10. Reconsider your spaces.

Just before the Belle arrived, we got on a kick where we began rethinking and rearranging some different areas in our home. We thought about things that were a problem and why, and we began working toward solutions. Having our big Mac (the computer hub of Quiver Tree Photography) in the living room where the boys play was just causing a lot of issues (Tank, don’t touch…Tank…Tank!) and it was also a pretty significant risk. Hello, toy car crashing into a monitor… So we moved things around so that it could sit in its own little space in a different room. HH, being the hero he is after all, spent his bonus on an island for the kitchen – workspace has been an issue for me, and I had new pots and pans from my brother and nowhere to put them. We put together a 9-cube storage organizer thing to house the boys’ toys — and all of a sudden life started making more sense.

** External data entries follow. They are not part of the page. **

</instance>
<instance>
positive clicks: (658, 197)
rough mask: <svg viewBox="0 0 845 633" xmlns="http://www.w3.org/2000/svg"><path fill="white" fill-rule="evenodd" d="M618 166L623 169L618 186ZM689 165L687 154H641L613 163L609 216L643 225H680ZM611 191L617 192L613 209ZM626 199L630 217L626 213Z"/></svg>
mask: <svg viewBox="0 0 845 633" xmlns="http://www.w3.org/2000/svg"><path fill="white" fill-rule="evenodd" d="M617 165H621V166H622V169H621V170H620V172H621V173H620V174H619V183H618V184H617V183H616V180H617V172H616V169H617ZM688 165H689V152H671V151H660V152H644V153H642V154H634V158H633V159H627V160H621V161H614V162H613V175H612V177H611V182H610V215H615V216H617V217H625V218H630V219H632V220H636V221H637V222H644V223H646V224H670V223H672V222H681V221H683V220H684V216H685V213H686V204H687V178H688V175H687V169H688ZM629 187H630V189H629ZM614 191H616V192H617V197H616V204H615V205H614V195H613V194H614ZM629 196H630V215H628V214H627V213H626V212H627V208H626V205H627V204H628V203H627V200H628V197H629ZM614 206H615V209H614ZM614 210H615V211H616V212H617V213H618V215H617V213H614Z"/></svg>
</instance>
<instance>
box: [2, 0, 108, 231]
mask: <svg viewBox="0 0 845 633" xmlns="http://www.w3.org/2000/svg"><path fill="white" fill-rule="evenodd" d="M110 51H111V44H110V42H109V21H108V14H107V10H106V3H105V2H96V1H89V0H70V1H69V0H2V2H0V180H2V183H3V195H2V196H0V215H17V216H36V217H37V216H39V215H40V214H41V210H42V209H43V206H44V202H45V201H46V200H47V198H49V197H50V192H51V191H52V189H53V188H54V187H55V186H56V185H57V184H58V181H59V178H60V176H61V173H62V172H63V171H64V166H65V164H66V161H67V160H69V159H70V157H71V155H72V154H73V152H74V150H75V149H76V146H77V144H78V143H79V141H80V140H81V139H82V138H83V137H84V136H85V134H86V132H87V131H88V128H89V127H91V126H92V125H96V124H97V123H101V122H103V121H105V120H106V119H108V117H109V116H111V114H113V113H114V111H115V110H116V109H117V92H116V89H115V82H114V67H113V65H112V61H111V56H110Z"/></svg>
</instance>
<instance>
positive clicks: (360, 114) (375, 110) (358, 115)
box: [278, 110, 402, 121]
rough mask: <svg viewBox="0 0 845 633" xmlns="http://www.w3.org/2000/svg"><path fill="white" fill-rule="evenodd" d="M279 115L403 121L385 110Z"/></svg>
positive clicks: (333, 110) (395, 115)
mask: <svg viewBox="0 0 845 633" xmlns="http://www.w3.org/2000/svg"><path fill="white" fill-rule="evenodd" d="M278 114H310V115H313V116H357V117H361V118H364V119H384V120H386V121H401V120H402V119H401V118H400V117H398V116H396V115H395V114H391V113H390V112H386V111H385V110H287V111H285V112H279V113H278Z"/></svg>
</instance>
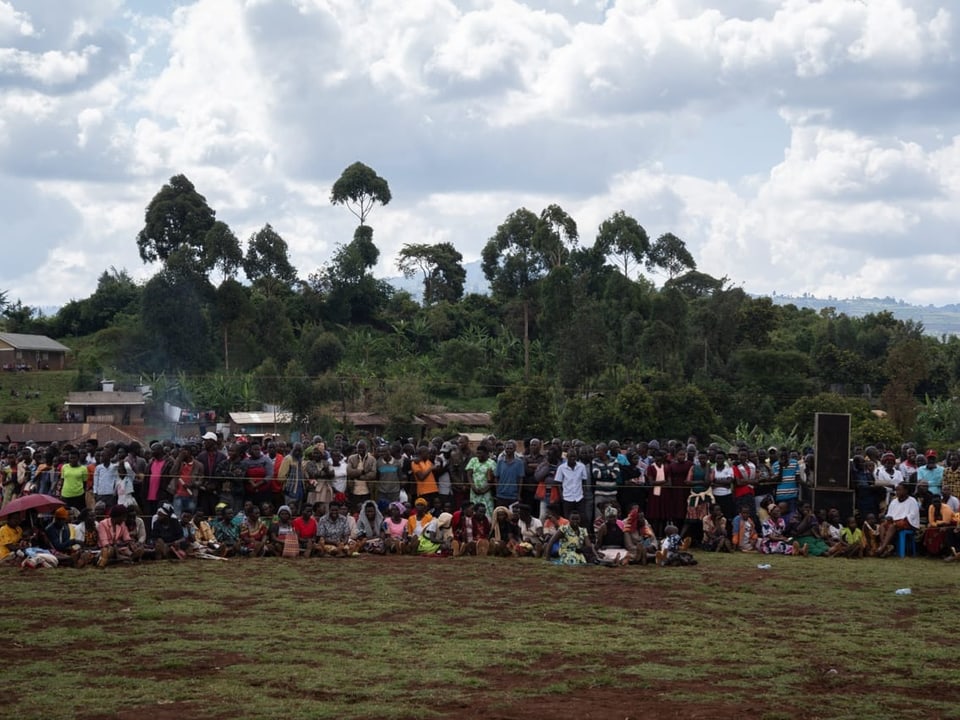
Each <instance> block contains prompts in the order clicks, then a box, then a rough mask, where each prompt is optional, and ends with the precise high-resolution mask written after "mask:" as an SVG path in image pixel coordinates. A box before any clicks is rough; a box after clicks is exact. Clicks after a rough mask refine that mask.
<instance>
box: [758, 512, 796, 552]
mask: <svg viewBox="0 0 960 720" xmlns="http://www.w3.org/2000/svg"><path fill="white" fill-rule="evenodd" d="M760 527H761V531H762V533H763V534H762V536H761V537H760V539H759V540H758V541H757V550H759V551H760V552H762V553H764V554H765V555H806V554H807V548H806V546H805V545H803V546H801V545H800V543H798V542H797V541H795V540H793V539H792V538H788V537H787V536H786V534H785V533H786V530H787V523H786V521H785V520H784V519H783V518H782V517H781V516H780V506H779V505H777V504H776V503H770V504H769V505H768V506H767V519H766V520H764V521H763V522H762V523H761V525H760Z"/></svg>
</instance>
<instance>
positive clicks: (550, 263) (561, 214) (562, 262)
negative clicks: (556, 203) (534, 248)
mask: <svg viewBox="0 0 960 720" xmlns="http://www.w3.org/2000/svg"><path fill="white" fill-rule="evenodd" d="M579 239H580V235H579V233H578V232H577V223H576V221H575V220H574V219H573V218H572V217H570V216H569V215H568V214H567V212H566V211H565V210H564V209H563V208H562V207H560V206H559V205H549V206H548V207H546V208H545V209H544V211H543V212H542V213H540V218H539V220H538V221H537V226H536V229H535V230H534V233H533V246H534V248H536V249H537V250H538V251H539V252H540V253H542V254H543V257H544V260H545V261H546V263H547V267H549V268H557V267H560V266H562V265H564V264H565V263H566V262H567V258H568V257H570V251H571V250H572V249H573V248H575V247H576V245H577V241H578V240H579Z"/></svg>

These simple changes sparked a number of other simple changes. From making the decision to actually complete some projects that will result in my being happy in the spaces where I spend 95% of my every day, to rearranging drawers and cupboards based on criteria that actually make sense and make them more functional — before I’d even started Tsh’s masterpiece of a book, this work was well underway, thanks to us starting with baby steps and moving forward.

Sometimes it’s daunting and overwhelming to think about rearranging things to make your home a more useful place, but it helps to remember getting started is usually the hardest part — just bite the bullet and start somewhere!

So those are a few simple practicalities that have helped get my year off to a good start. Ann Voskamp shared an amazing 25 Point Manifesto for Staying Sane in 2013 that I think you should check out.

How are things going for your 2013? Any tips you want to share?